Friday, June 25, 2010

Cymbal #32:: Posthistory/Immortality


Out on the eastern coasts of the Mediterranean, history has no meaning. Oh there's history. There's probably more history in any five square miles of the coastline than a thousand archaeologists in sunhats could uncover with toothbrushes and sonography in lifetimes. But that's not what I mean.
 
History plays no active part in the life of people here. Every second stone may have been laid by Herod or Alexander the Great, and Napoleon might have docked anywhere, but it matters not. What matters is the day-to-day, the quotidian, but unlike the quotidian in New Delhi or in New York or in London, there is no relevance of politics or finance. Neither the high priests of finance nor the high priests of temples enter into it.
 
The right music for these places is Tame Impala's psychedelia, the beautiful sensual drone like the wash of warm water, soft like sand shifting under your feet.
 
Tame Impala - Glass Half full of Wine - 2008

 There are the governing rhythms of the day, like the bubble of the sheesha at dawn in Alexandria as the fishing boats set out, gliding over the temples of Ptolemy, which are now sunk. Everywhere, breakfast is bread and cheese and olives and oranges and thick sweet black coffee. When the sun is high, the sea is blue like lapis lazuli is blue and the houses along the coast are white like sugarcubes.

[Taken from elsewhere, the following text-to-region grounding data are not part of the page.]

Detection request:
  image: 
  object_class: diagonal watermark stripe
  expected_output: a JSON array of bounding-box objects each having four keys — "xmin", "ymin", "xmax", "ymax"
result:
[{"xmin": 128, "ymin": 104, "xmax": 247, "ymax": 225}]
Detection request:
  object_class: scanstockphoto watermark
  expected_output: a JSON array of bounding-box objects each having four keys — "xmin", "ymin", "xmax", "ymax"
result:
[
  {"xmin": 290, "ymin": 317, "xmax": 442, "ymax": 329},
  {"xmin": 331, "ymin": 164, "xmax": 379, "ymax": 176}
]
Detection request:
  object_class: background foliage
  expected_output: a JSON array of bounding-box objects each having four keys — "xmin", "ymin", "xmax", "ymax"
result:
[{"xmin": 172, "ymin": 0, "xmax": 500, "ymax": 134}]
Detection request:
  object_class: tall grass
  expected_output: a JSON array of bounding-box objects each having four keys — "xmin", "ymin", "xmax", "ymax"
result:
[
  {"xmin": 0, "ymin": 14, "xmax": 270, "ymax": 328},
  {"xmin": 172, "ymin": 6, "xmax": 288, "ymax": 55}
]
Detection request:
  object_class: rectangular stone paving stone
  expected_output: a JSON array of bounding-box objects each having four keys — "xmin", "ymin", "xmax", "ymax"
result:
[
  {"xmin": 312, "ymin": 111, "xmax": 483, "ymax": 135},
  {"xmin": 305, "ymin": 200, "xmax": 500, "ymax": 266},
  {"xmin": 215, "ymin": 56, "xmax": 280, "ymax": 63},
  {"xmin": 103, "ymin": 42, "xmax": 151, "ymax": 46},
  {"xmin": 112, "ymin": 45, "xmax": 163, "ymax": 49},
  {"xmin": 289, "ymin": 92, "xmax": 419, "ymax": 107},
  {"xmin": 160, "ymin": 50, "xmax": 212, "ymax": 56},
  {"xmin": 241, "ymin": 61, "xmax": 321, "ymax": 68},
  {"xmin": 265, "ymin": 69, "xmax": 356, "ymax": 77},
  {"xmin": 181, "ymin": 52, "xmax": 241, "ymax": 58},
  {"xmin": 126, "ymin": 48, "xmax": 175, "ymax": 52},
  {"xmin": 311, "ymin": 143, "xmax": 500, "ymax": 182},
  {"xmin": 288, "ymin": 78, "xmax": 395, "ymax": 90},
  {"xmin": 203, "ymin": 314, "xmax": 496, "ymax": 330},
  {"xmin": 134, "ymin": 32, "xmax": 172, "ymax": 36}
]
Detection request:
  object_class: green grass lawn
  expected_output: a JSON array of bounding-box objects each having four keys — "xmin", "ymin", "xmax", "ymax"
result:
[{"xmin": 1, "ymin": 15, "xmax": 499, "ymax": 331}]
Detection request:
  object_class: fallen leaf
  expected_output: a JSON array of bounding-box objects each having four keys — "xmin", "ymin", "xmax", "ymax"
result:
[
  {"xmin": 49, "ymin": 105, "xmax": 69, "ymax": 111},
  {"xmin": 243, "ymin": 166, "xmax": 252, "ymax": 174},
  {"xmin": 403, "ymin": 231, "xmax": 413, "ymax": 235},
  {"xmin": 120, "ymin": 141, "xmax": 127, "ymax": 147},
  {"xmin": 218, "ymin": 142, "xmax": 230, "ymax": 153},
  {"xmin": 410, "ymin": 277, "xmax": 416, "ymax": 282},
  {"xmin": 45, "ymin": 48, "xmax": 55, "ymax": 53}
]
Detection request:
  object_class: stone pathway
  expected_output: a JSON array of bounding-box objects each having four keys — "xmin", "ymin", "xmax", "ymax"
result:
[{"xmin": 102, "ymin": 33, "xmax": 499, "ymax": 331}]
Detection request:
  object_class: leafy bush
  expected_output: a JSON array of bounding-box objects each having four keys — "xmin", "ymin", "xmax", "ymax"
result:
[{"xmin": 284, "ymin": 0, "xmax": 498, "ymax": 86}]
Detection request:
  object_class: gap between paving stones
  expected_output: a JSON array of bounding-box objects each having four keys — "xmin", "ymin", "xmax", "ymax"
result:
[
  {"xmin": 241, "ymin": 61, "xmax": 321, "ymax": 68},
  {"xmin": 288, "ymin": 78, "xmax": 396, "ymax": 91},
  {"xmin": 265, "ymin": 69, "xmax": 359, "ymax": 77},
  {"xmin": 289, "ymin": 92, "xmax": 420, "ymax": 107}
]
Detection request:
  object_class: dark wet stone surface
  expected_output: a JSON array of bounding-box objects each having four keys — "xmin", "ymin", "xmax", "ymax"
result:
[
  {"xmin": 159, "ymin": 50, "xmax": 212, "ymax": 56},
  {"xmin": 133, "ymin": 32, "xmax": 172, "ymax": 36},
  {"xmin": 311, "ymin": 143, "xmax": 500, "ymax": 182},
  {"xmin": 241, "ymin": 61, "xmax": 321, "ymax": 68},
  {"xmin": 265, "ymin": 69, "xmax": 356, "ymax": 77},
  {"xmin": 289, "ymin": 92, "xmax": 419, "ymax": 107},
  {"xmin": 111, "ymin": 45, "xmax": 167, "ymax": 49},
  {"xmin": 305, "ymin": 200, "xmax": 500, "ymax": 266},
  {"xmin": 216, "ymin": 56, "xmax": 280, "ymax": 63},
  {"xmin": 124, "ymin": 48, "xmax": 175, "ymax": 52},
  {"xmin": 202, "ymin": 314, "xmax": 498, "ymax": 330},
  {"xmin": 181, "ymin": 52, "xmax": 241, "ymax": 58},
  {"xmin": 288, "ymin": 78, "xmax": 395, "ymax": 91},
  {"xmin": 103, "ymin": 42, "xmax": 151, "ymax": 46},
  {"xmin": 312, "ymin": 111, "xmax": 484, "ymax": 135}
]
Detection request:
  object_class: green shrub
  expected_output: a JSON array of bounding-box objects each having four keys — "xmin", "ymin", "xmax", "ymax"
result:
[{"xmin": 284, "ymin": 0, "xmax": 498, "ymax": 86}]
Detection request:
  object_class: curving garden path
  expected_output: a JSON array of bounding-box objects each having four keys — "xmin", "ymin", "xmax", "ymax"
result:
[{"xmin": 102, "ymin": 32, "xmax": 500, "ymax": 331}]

There is the glint of wineglasses in the afternoon, and the smell of anis and sugared deserts. In the evening, the sun falls into the ocean like a red iron disc and there is music. Time passes in long beats, like the contraction and expansion of jellyfish.
 
Tame Impala - Solitude is Bliss - 2010

 In parts, there is a gilding of modern life over the same rhythm. The fall of the same red hot iron disc is mirrored in a millions sunglasses on hundreds of beaches. Like the same jellyfish, beach umbrellas shut and are stacked away by immigrant labour. The water of the Mediterranean loses its transparency and shimmers like a shield. The yachts come back into the harbour. In one of these cafes on the marina is Francis Fukyama, sitting across from Keith Richards, evaluating the continuum of the eternal present.
 
Tame Impala - Sundown Syndrome - 2009

 Move here. Run in the morning. Eat organic and low fat food, fresh orange juice, skimmed milk. Drink in moderation. Stay active. Don't work more than forty hours a week. Wear white linen. Wear suntan. Surf and parasail on weekends. Pay your taxes. You'll never die. You'll never grow old.